Unlike sports injuries, which include chronic overuse and damage accumulation, most sports-related dental injuries are caused by accidental direct impacts [2, 10, 11, 19, 24]. Therefore, no significant associations between sports-related dental injuries and most common risk factors in sports injuries (e.g., BMI, contact sports, playing career, and sleep disruption) could be found in this study. However, as with sports injuries [20, 22, 23, 25, 40, 41], the playing environmental factors, including self-perceived coaching styles, are positively associated with the self-perceived prevalence of sports-related dental injuries. Male participants who felt that break time was insufficient during sports practice show a higher prevalence of sports-related dental injuries, but there was no association with the frequency of sports activity. In addition, the self-perceived physical punishment or verbal abuse from coaches of young male athletes was positively associated with a higher prevalence of sports-related dental injuries. Unlike with physical punishment, verbal abuse should include less direct physical distress, but remarkably it also was associated with the self-perceived prevalence of sports-related dental injuries. These findings suggest that the incidence of sports-related dental injuries not only depends on an excessive workload but also depends on psychological distress. Since the International Olympic Committee warns that young athletes have a risk to face not only the violence [22, 29] but also negative influences [27, 29, 42, 43], sports experts must mention whether abused athletes play with aggression and inflict sports injuries on other teammates as part of a “negative chain reaction” caused by the abuse [29, 42]. Thus, the prevalence of sports-related dental injuries among young athletes, especially males, must be acknowledged to be associated not only with an excessive workload but also with psychological stress.

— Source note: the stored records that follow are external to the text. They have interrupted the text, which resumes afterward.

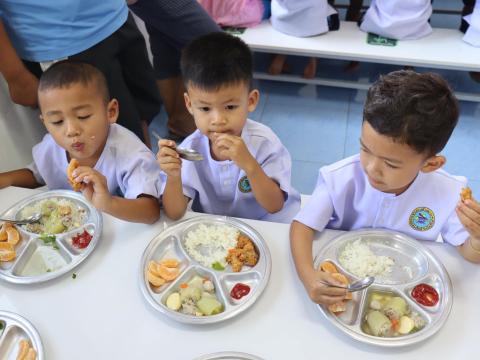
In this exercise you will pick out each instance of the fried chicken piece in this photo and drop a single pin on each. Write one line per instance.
(234, 261)
(71, 167)
(242, 240)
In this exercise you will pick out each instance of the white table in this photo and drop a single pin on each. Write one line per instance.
(102, 315)
(442, 49)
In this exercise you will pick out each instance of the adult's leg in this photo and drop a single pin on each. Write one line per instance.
(106, 57)
(171, 25)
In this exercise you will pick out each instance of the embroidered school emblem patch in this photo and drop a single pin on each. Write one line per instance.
(422, 219)
(244, 185)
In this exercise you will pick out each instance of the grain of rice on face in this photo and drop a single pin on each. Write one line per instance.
(217, 238)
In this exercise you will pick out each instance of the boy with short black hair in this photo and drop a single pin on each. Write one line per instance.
(396, 182)
(246, 172)
(118, 173)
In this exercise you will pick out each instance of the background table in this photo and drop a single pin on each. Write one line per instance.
(101, 314)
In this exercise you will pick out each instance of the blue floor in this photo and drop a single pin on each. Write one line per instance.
(320, 125)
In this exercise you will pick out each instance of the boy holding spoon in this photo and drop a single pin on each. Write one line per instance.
(246, 170)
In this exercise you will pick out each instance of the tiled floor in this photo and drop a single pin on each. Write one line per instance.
(320, 125)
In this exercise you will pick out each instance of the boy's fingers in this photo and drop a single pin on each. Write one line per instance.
(467, 222)
(166, 143)
(470, 213)
(472, 204)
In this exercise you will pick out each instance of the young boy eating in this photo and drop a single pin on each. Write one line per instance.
(246, 170)
(117, 172)
(396, 182)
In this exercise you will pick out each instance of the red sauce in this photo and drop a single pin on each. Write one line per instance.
(239, 291)
(425, 294)
(82, 240)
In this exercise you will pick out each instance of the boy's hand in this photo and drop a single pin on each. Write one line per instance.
(168, 158)
(468, 212)
(321, 293)
(95, 187)
(233, 148)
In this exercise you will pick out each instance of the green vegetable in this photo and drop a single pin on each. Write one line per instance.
(217, 266)
(395, 308)
(49, 240)
(209, 305)
(191, 292)
(173, 301)
(406, 325)
(378, 323)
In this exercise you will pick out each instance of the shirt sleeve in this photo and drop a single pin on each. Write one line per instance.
(142, 176)
(277, 164)
(36, 174)
(319, 209)
(453, 232)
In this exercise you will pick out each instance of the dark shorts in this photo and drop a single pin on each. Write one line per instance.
(123, 59)
(171, 25)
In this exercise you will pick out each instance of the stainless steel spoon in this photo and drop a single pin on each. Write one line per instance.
(355, 286)
(187, 154)
(29, 220)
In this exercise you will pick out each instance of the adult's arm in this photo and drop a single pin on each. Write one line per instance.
(22, 84)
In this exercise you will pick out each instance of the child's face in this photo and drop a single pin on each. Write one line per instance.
(391, 166)
(78, 119)
(221, 111)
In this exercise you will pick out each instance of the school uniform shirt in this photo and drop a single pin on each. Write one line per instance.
(472, 35)
(128, 165)
(301, 17)
(222, 188)
(344, 199)
(398, 19)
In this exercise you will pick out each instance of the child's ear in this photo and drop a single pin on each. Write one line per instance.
(188, 103)
(253, 98)
(433, 163)
(112, 111)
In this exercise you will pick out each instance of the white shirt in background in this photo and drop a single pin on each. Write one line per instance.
(301, 17)
(344, 199)
(398, 19)
(472, 35)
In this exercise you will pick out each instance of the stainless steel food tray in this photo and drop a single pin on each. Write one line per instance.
(414, 264)
(168, 244)
(12, 271)
(229, 355)
(16, 328)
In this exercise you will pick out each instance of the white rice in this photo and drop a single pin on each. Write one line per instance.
(208, 244)
(72, 221)
(358, 258)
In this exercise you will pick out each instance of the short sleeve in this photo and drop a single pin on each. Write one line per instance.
(36, 174)
(319, 209)
(276, 164)
(141, 176)
(453, 232)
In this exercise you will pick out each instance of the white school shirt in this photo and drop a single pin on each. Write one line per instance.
(222, 188)
(301, 17)
(472, 35)
(398, 19)
(129, 166)
(344, 199)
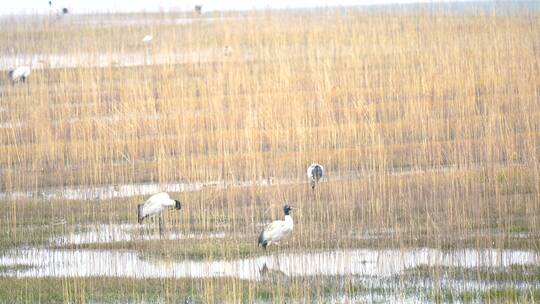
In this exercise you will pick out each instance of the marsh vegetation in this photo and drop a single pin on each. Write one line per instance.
(426, 122)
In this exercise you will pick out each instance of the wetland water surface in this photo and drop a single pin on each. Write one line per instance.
(360, 262)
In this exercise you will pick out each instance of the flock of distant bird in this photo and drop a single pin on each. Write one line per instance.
(273, 233)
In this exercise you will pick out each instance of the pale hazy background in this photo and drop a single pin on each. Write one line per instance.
(78, 6)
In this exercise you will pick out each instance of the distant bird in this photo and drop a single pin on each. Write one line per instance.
(315, 172)
(19, 74)
(198, 9)
(155, 205)
(227, 50)
(277, 230)
(148, 38)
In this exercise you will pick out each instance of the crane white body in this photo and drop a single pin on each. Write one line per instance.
(19, 73)
(315, 172)
(155, 205)
(277, 230)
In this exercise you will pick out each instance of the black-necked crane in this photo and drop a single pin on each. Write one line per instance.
(155, 205)
(277, 230)
(198, 10)
(19, 73)
(315, 172)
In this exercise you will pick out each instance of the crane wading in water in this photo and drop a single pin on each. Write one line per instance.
(277, 230)
(155, 206)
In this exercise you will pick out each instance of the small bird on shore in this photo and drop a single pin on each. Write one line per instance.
(315, 172)
(277, 230)
(155, 206)
(19, 73)
(147, 38)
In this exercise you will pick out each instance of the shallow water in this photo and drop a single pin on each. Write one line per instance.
(358, 262)
(124, 233)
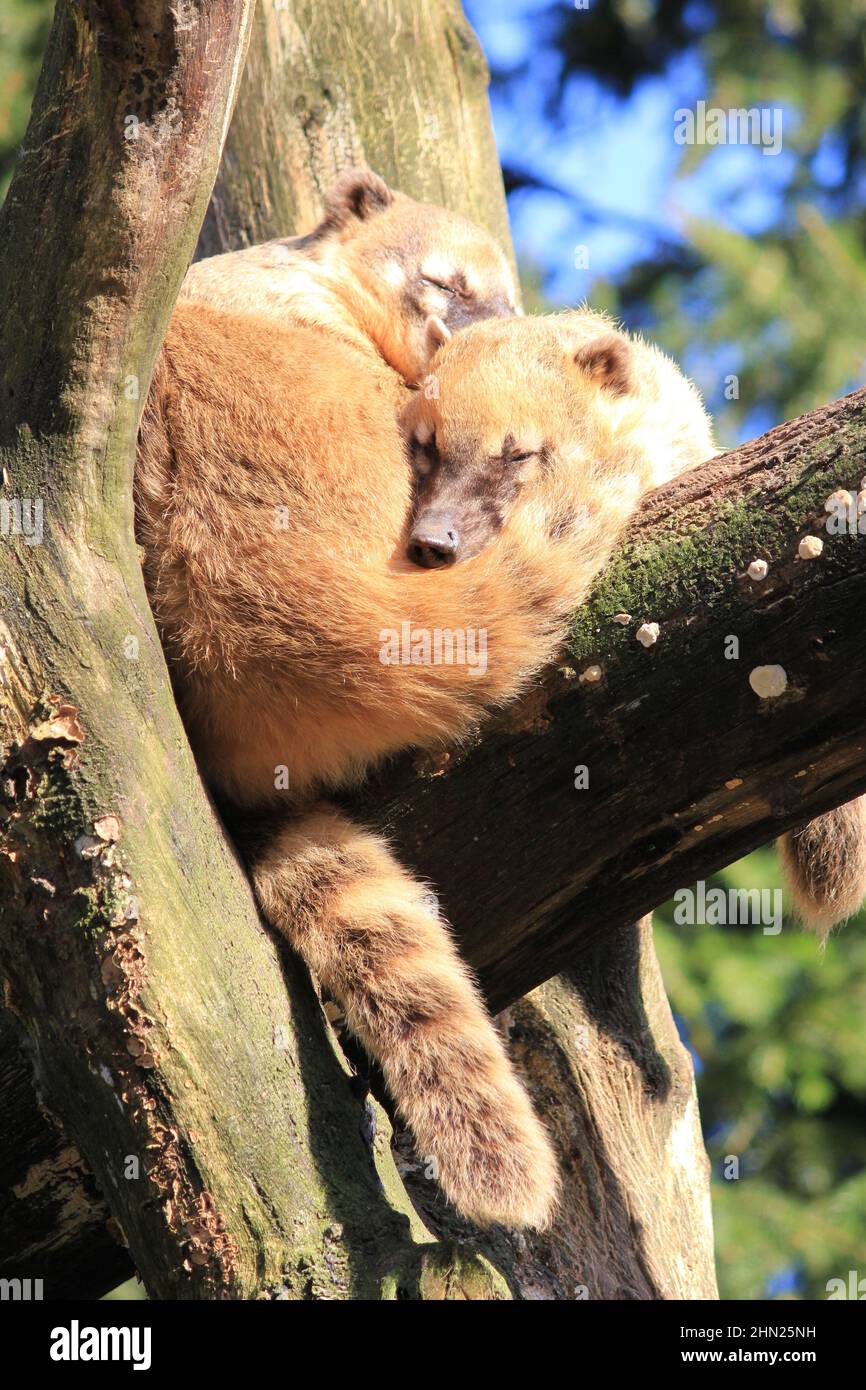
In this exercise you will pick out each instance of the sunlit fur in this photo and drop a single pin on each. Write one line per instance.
(824, 866)
(274, 635)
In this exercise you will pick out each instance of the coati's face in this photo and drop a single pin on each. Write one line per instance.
(410, 262)
(513, 417)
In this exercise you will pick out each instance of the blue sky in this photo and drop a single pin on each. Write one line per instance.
(615, 170)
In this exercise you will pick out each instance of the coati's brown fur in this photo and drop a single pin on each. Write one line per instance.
(274, 634)
(371, 274)
(824, 866)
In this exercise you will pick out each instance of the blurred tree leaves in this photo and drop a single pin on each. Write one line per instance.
(777, 1030)
(776, 1025)
(781, 309)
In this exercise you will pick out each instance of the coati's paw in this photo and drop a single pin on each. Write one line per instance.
(494, 1159)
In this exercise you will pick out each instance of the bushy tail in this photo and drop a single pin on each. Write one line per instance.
(374, 940)
(824, 866)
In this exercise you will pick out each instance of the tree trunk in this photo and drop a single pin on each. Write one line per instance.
(401, 88)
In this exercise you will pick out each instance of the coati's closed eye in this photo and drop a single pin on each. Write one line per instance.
(437, 284)
(456, 289)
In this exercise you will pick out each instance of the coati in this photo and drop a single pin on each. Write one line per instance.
(371, 274)
(275, 501)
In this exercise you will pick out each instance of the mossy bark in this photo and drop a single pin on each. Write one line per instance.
(402, 88)
(216, 1118)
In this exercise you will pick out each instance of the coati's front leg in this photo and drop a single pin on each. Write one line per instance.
(367, 931)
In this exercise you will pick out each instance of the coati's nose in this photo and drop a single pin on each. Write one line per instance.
(433, 546)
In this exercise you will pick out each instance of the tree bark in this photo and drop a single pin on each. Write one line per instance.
(213, 1115)
(688, 769)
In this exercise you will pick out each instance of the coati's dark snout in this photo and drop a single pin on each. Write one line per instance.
(434, 542)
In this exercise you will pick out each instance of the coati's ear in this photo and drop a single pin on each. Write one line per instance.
(357, 193)
(606, 360)
(435, 334)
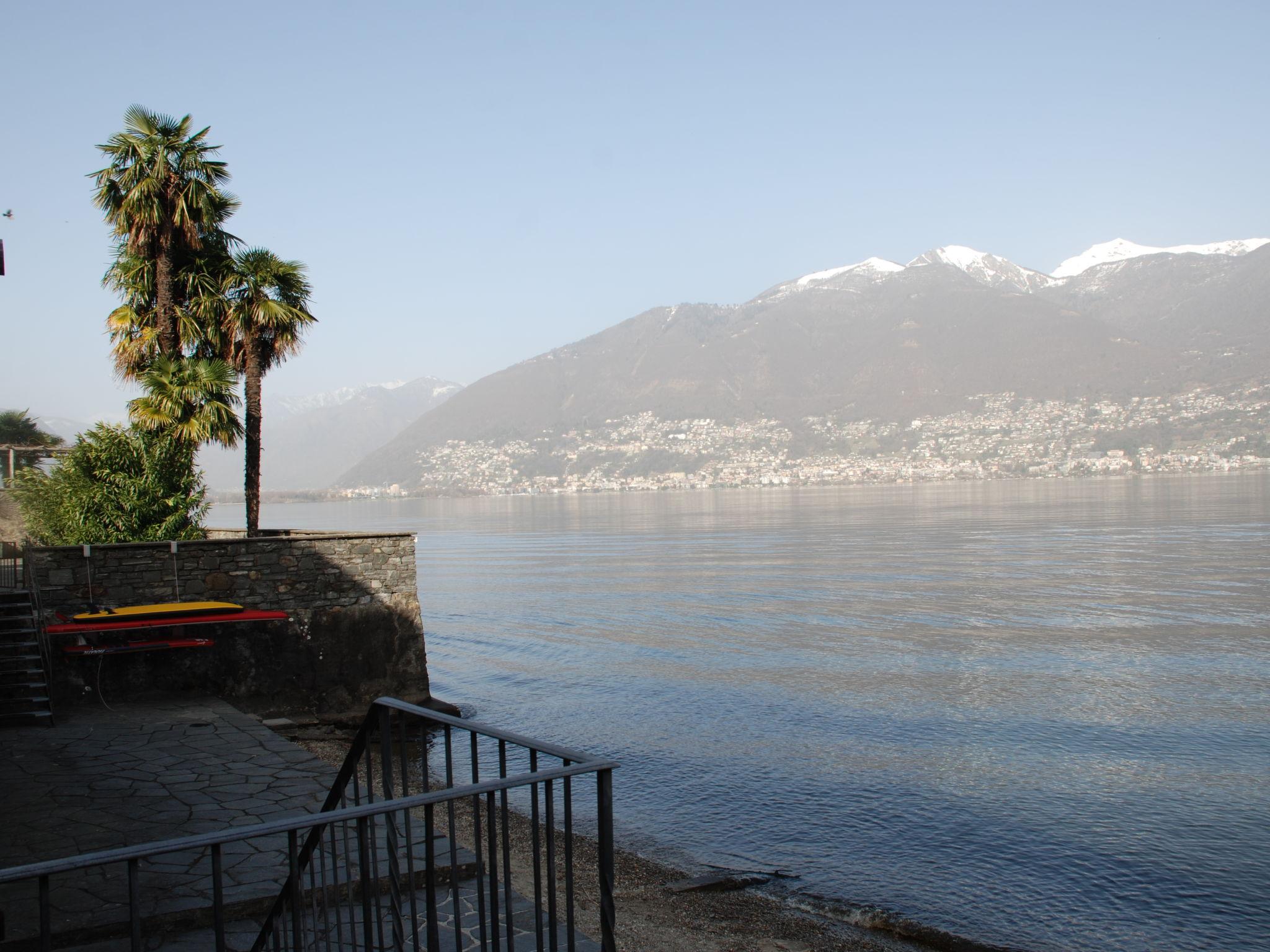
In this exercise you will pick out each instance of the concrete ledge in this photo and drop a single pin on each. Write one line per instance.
(355, 628)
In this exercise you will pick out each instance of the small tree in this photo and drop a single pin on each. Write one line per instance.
(190, 399)
(265, 319)
(116, 484)
(17, 428)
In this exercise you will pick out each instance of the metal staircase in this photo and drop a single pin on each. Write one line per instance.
(24, 683)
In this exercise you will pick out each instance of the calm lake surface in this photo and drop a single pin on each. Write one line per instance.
(1032, 714)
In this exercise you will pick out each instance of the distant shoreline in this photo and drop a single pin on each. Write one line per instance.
(282, 496)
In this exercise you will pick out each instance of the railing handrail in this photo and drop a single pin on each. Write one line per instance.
(484, 729)
(267, 828)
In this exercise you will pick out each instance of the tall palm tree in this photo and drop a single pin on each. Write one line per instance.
(198, 281)
(192, 399)
(265, 318)
(161, 192)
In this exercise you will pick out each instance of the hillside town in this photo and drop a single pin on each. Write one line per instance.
(997, 436)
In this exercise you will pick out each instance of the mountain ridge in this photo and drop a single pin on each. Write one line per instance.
(876, 339)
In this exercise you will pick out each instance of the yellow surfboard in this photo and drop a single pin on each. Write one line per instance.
(164, 610)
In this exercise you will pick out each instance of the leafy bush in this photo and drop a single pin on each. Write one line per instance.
(116, 485)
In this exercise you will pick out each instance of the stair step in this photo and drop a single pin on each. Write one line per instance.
(24, 715)
(11, 659)
(18, 705)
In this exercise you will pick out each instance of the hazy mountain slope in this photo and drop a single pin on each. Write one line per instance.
(916, 342)
(310, 448)
(879, 339)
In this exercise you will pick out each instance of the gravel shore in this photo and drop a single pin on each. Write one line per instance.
(651, 918)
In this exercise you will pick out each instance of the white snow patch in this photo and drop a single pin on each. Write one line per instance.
(874, 265)
(1123, 249)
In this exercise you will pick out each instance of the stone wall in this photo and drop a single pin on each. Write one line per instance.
(355, 631)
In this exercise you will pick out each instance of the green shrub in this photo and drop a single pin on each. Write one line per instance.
(117, 484)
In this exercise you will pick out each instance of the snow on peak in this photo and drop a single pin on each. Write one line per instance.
(986, 268)
(1123, 249)
(957, 255)
(879, 266)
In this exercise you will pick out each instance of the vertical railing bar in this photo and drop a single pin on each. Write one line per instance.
(549, 822)
(507, 851)
(349, 876)
(571, 938)
(375, 844)
(538, 852)
(390, 835)
(454, 845)
(326, 886)
(135, 904)
(481, 862)
(363, 861)
(298, 937)
(430, 861)
(337, 901)
(218, 897)
(313, 892)
(493, 870)
(46, 928)
(409, 834)
(605, 843)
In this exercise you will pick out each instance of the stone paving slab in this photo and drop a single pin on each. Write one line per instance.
(239, 936)
(153, 771)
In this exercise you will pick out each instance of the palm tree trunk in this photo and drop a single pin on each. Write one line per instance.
(252, 434)
(166, 316)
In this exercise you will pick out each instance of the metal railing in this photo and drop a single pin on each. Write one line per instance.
(367, 873)
(11, 565)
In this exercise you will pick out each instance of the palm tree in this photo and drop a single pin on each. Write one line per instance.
(161, 192)
(200, 277)
(192, 399)
(266, 315)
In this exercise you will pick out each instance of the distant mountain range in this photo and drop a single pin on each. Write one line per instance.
(309, 441)
(887, 340)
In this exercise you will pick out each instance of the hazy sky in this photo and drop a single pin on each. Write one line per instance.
(477, 183)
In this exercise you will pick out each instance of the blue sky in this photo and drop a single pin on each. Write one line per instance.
(475, 183)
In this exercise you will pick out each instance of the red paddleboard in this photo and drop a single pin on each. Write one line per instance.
(247, 615)
(136, 646)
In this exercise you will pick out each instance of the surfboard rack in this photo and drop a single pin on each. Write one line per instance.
(246, 615)
(134, 646)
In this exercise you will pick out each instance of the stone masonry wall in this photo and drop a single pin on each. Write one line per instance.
(355, 631)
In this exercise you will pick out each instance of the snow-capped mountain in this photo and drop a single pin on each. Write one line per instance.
(1122, 249)
(986, 268)
(997, 272)
(882, 340)
(868, 267)
(332, 398)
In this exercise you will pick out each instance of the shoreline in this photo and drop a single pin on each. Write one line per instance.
(321, 495)
(651, 917)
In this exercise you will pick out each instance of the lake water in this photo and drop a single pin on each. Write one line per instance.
(1032, 714)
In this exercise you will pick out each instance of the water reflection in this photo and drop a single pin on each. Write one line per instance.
(1030, 712)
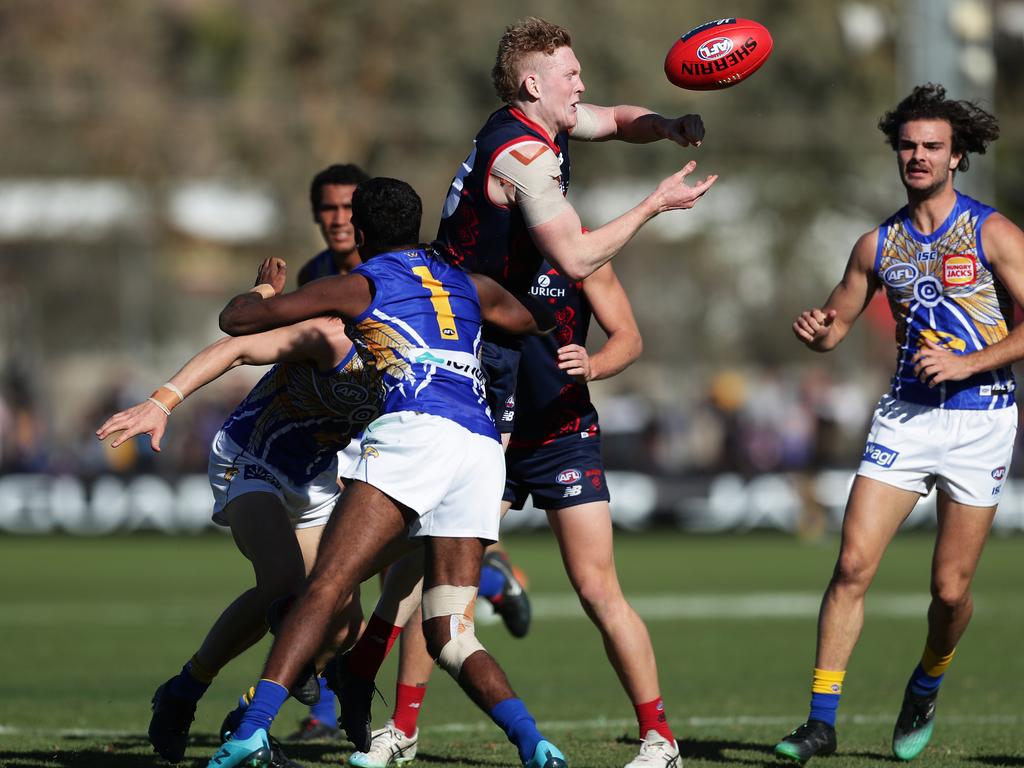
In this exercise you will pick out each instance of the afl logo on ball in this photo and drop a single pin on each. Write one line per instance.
(568, 476)
(715, 48)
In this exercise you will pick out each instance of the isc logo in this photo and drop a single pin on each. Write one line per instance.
(715, 48)
(876, 453)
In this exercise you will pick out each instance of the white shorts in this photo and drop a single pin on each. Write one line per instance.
(966, 453)
(451, 477)
(235, 472)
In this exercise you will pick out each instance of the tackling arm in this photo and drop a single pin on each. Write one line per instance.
(321, 340)
(345, 296)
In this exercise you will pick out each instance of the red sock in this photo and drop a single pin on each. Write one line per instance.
(408, 699)
(650, 716)
(372, 648)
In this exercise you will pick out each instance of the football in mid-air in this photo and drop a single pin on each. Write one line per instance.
(718, 54)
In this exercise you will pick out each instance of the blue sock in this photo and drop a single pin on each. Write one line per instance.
(513, 718)
(262, 710)
(186, 686)
(492, 584)
(923, 684)
(324, 710)
(823, 708)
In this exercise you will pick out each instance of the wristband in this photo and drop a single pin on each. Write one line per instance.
(160, 404)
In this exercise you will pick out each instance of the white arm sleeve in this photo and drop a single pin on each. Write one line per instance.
(587, 126)
(534, 170)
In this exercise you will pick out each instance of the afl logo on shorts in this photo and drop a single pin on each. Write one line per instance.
(958, 269)
(900, 274)
(568, 476)
(715, 48)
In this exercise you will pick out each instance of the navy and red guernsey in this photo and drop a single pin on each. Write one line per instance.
(482, 236)
(550, 403)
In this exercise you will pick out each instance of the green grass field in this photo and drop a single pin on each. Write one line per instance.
(90, 627)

This study had some limitations. First, the survey revealed low response rates (28.8%), possibly owing to less follow-up strategy. The generalizability of our findings may be limited because we cannot rule out the possibility of a selection bias [44]. Meanwhile, because victims of abuse often avoid publicizing this fact, a higher prevalence of physical and/or psychologic abuse may exist among the nonrespondents [45, 46]. Thus, our results could have been clearer if the nonrespondents had contributed. Second, the experience of sports-related dental injuries depends upon participants’ memory and self-perception. A standardized dental examination and/or checking medical care costs covered by sports injury insurance services are good ways to survey the prevalence of sports-related dental injuries [6, 10, 12, 16, 18]. After a dental examination, the final judgment on whether traumatic dental injuries were sports-related should be made based on the participant’s memory [12, 18]; the use of insurance records carries the risk of excluding mild incidents of sports-related dental injuries that were not claimed for [10]. Third, our questionnaire did not include a query about the use of mouthguards. Although mouthguards markedly reduce the incidence of sports-related dental injuries among athletes [12, 14,15,16,17], the use of mouthguards, especially among young athletes, probably depends on the coaching quality. Since the prevalence of sports-related dental injuries remains high (more than one-eighth of young athletes), there must be other strategies for the prevention of sports-related dental injuries. In summary, a future survey with a more appropriate design may reveal the underlying relations between sports-related dental injuries and potential risk factors shown in this study.

Conclusions

Our study is the first to show three variables (i.e., insufficient break time, verbal abuse from coaches, and physical punishment from coaches) associated with the self-perceived prevalence of sports-related dental injuries among young athletes.